The one thing that has held steady in all the changes has been the extreme transmissibility of the virus, person to person. That’s why I haven’t seen my Aunt in over 2 months. Couldn’t get in to see my brother had I been close enough to do so and I’m yelling into the phone from 400 miles away, trying to figure out what’s going on. Much like prison families.
That’s also why visiting in the prisons was shut down early on, remains shut down and may well be one of the last ‘normals’ reinstated. And, why it’s likely visiting will, like many other gatherings we’ve known, look different once it opens again. While it’s true that some folks have been able to ‘make appointments’ to visit via VPASS—that’s because VPASS, in its mindless, robotic way, just keeps running regardless of the actualities of the situation. Don’t trust it. Visiting isn’t open again just because VPASS gave you an appointment.
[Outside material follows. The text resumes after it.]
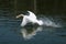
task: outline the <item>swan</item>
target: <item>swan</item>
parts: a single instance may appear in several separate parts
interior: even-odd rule
[[[43,21],[42,20],[37,20],[36,15],[31,12],[28,11],[29,15],[24,15],[24,14],[19,14],[16,15],[16,18],[23,16],[23,21],[21,23],[21,26],[25,26],[28,23],[32,22],[32,24],[38,24],[38,25],[43,25]]]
There are a few things I do know, however. There is no ‘evil intent’ by CDCR to infect prisoners—and if everyone would just take a breath for a moment and think about that, it’s pretty clear. Have they made missteps? Sure. And I’m getting pretty exasperated with those who, out of one side of their mouth complain that CDCR won’t let anyone go because they want to keep the population up for job security and out the other side yell that CDCR is trying to kill off the inmate population. Neither is true, and certainly both can’t be true at the same time.
The primary goal of CDCR is the old ‘safety and security,’ both of prisons and society. It’s a hoary old adage, but it’s true. And while safety includes keeping everyone inside as safe from medical problems as possible there is only so much possible in a custodial setting. Are they doing ‘everything?’ That’s probably up for discussion, but they are doing many things we’ve never seen before. And they’re doing some things I wish we weren’t seeing. But, again, there is no intent to exacerbate the virus issues or put anyone in deeper danger.
And I know some facilities out here, in the world, are making the same decisions as CDCR, relative to their clients, some of those decisions are good, some don’t turn out as well. Again, no evil intent.
Please stop pointing fingers and yelling wildly, start being strategic with your concerns and advocacy. Take your concerns for your individual LO, use the contact and advocacy tools we’ve suggested and don’t give up. Be reasonable, be civil and BE PERSISTENT.
But understand, no one is getting sprung from prison just because CoVid has appeared on the scene.